As investigações indicam que o grupo teria como alvo não apenas a instituição financeira, mas também jornalistas e autoridades, por meio de intimidação e monitoramento. O empresário Thiago Miranda, alvo da operação, é apontado como peça-chave no recrutamento de influenciadores digitais e na gestão dos pagamentos destinados a essas práticas. A decisão do ministro André Mendonça (STF) que autorizou a ação reforça a gravidade das suspeitas, que incluem a possível configuração de crime organizado.
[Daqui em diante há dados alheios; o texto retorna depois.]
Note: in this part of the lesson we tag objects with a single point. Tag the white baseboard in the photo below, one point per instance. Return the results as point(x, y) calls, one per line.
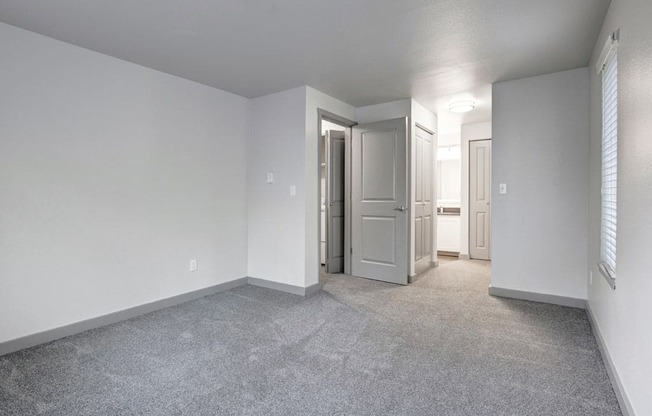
point(537, 297)
point(111, 318)
point(284, 287)
point(623, 400)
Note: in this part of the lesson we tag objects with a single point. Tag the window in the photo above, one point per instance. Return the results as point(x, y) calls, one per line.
point(608, 67)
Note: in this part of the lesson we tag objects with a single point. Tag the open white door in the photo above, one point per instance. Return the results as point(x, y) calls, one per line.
point(379, 223)
point(335, 151)
point(480, 199)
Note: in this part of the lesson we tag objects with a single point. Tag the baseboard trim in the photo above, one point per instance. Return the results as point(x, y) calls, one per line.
point(623, 400)
point(284, 287)
point(537, 297)
point(114, 317)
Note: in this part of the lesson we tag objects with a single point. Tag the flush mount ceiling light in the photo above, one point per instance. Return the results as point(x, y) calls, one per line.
point(461, 106)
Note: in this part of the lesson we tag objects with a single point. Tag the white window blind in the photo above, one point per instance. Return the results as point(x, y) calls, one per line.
point(608, 226)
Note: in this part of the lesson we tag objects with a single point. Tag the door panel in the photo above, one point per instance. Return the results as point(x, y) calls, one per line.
point(423, 205)
point(480, 199)
point(378, 200)
point(335, 151)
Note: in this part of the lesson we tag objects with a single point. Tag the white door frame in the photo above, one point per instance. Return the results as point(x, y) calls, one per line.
point(346, 124)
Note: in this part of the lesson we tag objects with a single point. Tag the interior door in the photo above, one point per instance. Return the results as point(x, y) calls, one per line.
point(335, 154)
point(379, 223)
point(480, 199)
point(423, 205)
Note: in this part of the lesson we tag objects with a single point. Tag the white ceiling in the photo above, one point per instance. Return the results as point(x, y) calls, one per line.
point(362, 51)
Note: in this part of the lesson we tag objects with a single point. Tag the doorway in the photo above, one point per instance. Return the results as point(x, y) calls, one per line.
point(480, 199)
point(332, 195)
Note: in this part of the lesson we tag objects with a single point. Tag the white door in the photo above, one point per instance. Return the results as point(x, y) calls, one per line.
point(423, 215)
point(480, 199)
point(335, 151)
point(379, 223)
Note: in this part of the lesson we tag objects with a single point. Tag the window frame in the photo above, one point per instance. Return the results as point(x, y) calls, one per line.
point(608, 70)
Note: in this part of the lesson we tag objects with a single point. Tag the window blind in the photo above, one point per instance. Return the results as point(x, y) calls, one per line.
point(609, 165)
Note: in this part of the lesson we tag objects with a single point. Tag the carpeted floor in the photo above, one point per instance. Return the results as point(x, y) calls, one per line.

A operação reforça o papel do STF no combate a esquemas de desinformação e ataques institucionais, especialmente quando direcionados a órgãos de Estado. A PF não detalhou se há indícios de ligação entre os investigados e agentes políticos ou econômicos, mas a natureza dos alvos — como o Banco Central — sugere um potencial impacto sistêmico caso as suspeitas se confirmem.
A Compliance Zero já havia investigado outros episódios de manipulação em redes sociais, mas esta fase marca um novo patamar ao mirar diretamente a estabilidade das instituições financeiras. A PF segue analisando dados apreendidos para identificar a extensão da rede e seus financiadores.